Echiquier ou Quinconce, s. f. (Jardinage.) on dit un lieu planté en échiquier, lorsqu’il est sur un trait quarré formant des allées de tous côtés. Voyez Quinconce. (K)

* Echiquier, ou Carreau, ou Hunier, (Pêche.) espece de filet quarré dont on se sert dans les rivieres. Il consiste en une grande piece, dont la maille n’a que quatre à cinq lignes ; on amarre autour une forte ligne ; on tient le rets un peu lâche, de maniere qu’il enfonce dans l’eau vers son milieu ; on a reservé à chaque coin un petit œillet de la ligne, qui reçoit l’extrémité des petites perches legeres qui suspendent le filet par ses coins. Ces petites perches font l’arc ; au point où elles se réunissent toutes, est frappé un bout de corde, qui sert à amarrer cet engin de pêche à une longue perche de 7 à 8 piés. Cet équipage n’a lieu que quand on pêche à pié. Si l’on pêche en bateau, comme il arrive quelquefois, on met un bout dehors, soit au mât, soit au bord, à l’extrémité duquel est frappé une poulie, où passe un cordage attaché sur la perche du carreau ; par le moyen de ce cordage, on guinde, éleve, ou abaisse le carreau à volonté. On ne se sert de l’échiquier qu’à marée montante ; alors on se place à l’entrée des gorges & des embouchures des rivieres, où l’eau commence à se présenter avec quelque rapidité ; le poisson se précipite dans le filet, & l’on tire ou retire le carreau pour prendre le poisson ; ensuite on le rabaisse, & l’on continue la pêche.
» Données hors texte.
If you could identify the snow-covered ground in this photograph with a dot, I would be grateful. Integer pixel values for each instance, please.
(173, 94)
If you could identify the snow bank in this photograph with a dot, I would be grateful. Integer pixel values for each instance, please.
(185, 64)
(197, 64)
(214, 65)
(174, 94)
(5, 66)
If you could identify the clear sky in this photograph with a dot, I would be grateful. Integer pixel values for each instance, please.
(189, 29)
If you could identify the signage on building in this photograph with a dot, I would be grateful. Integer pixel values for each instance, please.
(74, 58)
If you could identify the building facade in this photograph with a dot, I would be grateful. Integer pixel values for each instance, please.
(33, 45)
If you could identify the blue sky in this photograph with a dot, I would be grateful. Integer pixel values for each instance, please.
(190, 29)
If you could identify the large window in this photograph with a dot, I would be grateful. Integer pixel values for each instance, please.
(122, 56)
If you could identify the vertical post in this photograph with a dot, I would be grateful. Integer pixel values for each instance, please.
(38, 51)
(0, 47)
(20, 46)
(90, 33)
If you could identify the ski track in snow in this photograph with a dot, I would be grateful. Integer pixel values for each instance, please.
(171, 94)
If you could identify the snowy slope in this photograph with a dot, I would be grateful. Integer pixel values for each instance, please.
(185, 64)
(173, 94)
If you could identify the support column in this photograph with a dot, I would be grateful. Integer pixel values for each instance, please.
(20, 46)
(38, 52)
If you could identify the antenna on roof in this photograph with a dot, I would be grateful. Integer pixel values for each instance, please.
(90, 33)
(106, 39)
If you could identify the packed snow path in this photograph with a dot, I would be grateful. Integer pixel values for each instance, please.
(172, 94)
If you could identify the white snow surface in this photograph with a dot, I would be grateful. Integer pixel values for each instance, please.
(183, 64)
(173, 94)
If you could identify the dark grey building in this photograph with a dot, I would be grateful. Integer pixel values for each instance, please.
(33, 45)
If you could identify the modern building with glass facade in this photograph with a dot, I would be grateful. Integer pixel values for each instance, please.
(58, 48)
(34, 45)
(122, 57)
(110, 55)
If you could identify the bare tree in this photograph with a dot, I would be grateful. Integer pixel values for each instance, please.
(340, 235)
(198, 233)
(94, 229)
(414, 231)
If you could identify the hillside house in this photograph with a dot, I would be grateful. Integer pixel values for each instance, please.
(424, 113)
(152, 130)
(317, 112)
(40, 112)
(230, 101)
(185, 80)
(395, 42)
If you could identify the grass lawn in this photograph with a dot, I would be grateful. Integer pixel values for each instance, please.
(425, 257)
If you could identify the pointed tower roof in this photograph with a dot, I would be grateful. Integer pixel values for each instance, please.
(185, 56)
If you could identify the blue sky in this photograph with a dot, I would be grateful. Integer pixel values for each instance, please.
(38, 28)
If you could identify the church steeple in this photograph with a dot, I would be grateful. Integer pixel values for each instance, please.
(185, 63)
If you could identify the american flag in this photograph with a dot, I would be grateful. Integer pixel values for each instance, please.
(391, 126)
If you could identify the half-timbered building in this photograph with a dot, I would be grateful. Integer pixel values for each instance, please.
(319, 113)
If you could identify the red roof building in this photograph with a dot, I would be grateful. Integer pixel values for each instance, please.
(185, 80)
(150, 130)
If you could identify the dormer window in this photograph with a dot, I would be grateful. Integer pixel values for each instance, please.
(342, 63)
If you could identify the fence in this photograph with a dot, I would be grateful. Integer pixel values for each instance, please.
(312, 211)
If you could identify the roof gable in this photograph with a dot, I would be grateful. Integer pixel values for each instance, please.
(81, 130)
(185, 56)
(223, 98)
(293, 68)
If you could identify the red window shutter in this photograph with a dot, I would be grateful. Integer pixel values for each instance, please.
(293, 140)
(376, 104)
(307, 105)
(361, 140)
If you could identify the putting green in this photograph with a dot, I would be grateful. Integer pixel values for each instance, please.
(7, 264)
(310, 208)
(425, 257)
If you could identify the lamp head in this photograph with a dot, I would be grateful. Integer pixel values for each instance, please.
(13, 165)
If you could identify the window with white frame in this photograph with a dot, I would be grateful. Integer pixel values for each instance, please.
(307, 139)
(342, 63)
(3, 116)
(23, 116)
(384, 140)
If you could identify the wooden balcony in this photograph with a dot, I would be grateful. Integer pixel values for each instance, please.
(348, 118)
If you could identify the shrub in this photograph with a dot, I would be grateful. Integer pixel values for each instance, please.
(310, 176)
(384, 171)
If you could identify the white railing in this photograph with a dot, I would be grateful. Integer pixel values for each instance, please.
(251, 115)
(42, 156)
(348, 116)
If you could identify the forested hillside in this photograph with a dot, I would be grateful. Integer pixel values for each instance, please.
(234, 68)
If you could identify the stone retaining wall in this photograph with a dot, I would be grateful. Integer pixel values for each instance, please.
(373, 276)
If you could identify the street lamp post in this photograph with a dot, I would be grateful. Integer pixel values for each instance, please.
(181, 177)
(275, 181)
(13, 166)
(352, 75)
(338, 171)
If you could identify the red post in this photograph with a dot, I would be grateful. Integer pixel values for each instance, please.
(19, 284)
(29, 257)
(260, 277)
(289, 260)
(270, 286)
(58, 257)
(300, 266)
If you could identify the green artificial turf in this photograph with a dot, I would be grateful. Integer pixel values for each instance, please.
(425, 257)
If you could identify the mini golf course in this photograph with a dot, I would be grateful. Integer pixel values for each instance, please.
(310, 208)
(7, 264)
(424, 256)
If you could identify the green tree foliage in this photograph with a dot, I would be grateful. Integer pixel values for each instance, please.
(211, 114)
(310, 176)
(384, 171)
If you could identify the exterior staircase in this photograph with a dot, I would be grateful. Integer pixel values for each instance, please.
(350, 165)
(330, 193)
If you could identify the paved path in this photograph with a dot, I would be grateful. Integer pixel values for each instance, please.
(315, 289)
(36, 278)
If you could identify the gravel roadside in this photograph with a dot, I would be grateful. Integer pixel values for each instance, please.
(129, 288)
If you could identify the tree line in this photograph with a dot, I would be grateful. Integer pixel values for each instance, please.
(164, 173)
Il y a une autre sorte d’échiquier, que les pêcheurs appellent balutet ou petite caudrette. Ce filet est monté comme l’échiquier, au bout d’une perche. La pêche n’en differe pas de celle aux chaudieres, dont se servent entre les rochers les pêcheurs à pié de Saint-Valeri ; il n’y a de différence qu’au fond, qui aux chaudieres est garni d’une toile, & non d’un rets. Quant à la maniere d’amorcer, c’est la même ; ils amarrent du poisson au fond du balutet. Ils pêchent toute l’année à la basse eau, ce qui occasionne quelque destruction du frai.

Echiquier, (Jeu.) c’est ainsi qu’on appelle le damier, lorsqu’il est occupé par un jeu d’échecs. Voyez Echecs & Damier.